Microsoft Mesh: The Next Big Bet for Mixed Reality

Microsoft is hosting its Ignite conference today and the company has announced a new mixed reality platform that they are calling Microsoft Mesh. I got a small look at a description of the service prior to Ignite and now during his keynote, Satya Nadella made the official Microsoft Mesh announcement.

In the keynote, Satya makes a bold statement about how Xbox Live enabled multiplayer gaming and created communities to help gamers achieve together and that Mesh will do the same for mixed reality. In his keynote, Satya states that Microsoft Mesh will enable the user to interact with others in a natural way with holograms and without any screens mediating the actions.

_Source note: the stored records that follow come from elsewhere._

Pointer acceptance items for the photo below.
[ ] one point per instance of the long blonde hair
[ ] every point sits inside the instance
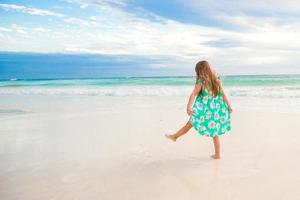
(207, 75)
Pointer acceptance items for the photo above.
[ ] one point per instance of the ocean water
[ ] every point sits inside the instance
(262, 86)
(279, 93)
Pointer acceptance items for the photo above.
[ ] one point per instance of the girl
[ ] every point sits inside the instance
(210, 113)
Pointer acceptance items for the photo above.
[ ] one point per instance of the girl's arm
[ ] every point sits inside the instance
(194, 93)
(226, 100)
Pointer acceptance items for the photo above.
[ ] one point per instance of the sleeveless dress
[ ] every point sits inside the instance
(210, 115)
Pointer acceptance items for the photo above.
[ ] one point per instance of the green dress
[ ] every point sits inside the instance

It’s the “without screens mediating the actions” that will be key. This means that there does not need to be a third-party person or solution running the engagement; the goal is significantly to reduce the friction we experience today when trying to host mixed reality engagements.

Microsoft Mesh is a platform that lives in Azure and will enable users to view and interact with mixed reality content at the same time in a single virtual or actual space that is hosted in the cloud – not locally.

vlc 2021 03 02 07 46 12

The key will be to making it ubiquitous across devices so that anyone can join the experience. And if you head over to Microsoft’s  Mesh landing page, that’s exactly what this platform will enable as they show the experience on HoloLens, phones, tablets, and mixed reality headsets.

msedge 2021 03 02 11 46 24

And it makes sense too, Microsoft, has been pushing mixed reality headsets and services for years but the experiences have been confined to its Hololens or third-party headsets. By enabling a new development platform that is not explicitly tied to any single device and allows you to create AR/VR experiences for multiple platforms, the company hopes this opens the door to wider adoption of the technology.

The big question is if developers outside of Microsoft will take advantage of this new tooling. As of today, there is not widespread use of mixed reality applications for collaboration or much besides a few novelty apps but if Microsoft can execute well with Mesh, it stands a chance of being the common-framework in the emerging augmented reality segment.

While AR/VR apps and hardware have been around for years, we are still in the very early days of its widespread adoption and there is no single dominant platform. Microsoft hopes that Mesh can become that solution but only time will tell.